But Vukmer insists it’s true.

“There aren’t many kids who can say that their grandma is a charter captain on the Great Lakes,” said Vukmer, 67, who has fished on Lake Erie for most of her life. “But mine can.”

Vukmer started fishing the big lake when she was just a child growing up in Pennsylvania. Her dad was a fishing fanatic, and she must have inherited that passion, she said.

Even then, though, she never imagined herself ever becoming a charter boat captain, guiding fishermen to Lake Erie’s famed walleyes and smallmouth bass.

But that’s what she has become. She got her charter license in 1987, and she has been guiding fishing excursions on Lake Erie’s western side ever since.

Along the way, she has set line-class world records for both walleyes and smallmouth bass, she has watched customers catch walleyes as big as 32 inches, and she has seen the fishing at Erie ebb and flow.

But one thing remains the same: She still has a passion for fishing.

“Ever since I was a little girl, this is what I’ve loved to do,” she said. “It’s a tough business. You have to rely on the weather, and you have to stay on top of the fish. They’re constantly moving out here.

“But I like that challenge. I look forward to every day I get to fish out here.”

Maybe that’s in her blood. Her dad, now 97, always has been an avid fisherman. In fact, he and his identical twin brother went fishing with Carole as recently as a few years ago.

“We’ve been told that they are the third-oldest identical twins in the United States,” Vukmer said. “They still talk about the fishing trips we had, and they want me to take them again.

“But they’re too feeble now. I think I’d have to tie them into the boat to take them out.”

Today, Vukmer and her fiancé, Bob Hughey, run a charter-boat business. She takes customers fishing on her boat the Myrmidon (which means “faithful follower” in Greek legend), and Bob takes fishermen out on his boat, The Fishin’ Ful.

Together, they give the big walleyes and smallmouth bass fits.

That’s what Vukmer was trying to do last weekend when she, her longtime friend, Deb Steele, and I went fishing.

She steered her boat into the whitecaps on Lake Erie and started a long ride to the Canadian side of the lake across from Port Clinton.

“You look at Lake Erie and you think it has to be deep,” she said. “But it really isn’t.
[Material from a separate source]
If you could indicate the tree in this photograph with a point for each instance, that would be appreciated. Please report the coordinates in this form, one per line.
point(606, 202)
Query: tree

The average depth from Kelly’s Island west is 25 feet.

“We’ll catch a lot of big walleyes in that water in the spring. But once the weather gets hot, the fish tend to move deeper.

“That’s why we like to boat to the Canadian side. That’s where there is deeper water.”

Vukmer used the electronics on her boat to find what she was looking for, then cut the engine. In a matter of minutes, she was using a spinner rig baited with a piece of a night crawler to try enticing the walleyes.

She felt a hit and quickly set the hook. And she soon found herself fighting a big fish. But not the kind she was looking for.

“This is a drum,” she said as the fish stripped out line. “See the way the rod is bouncing. That’s the way drum fight.

“With walleyes, it’s more of a steady pull.”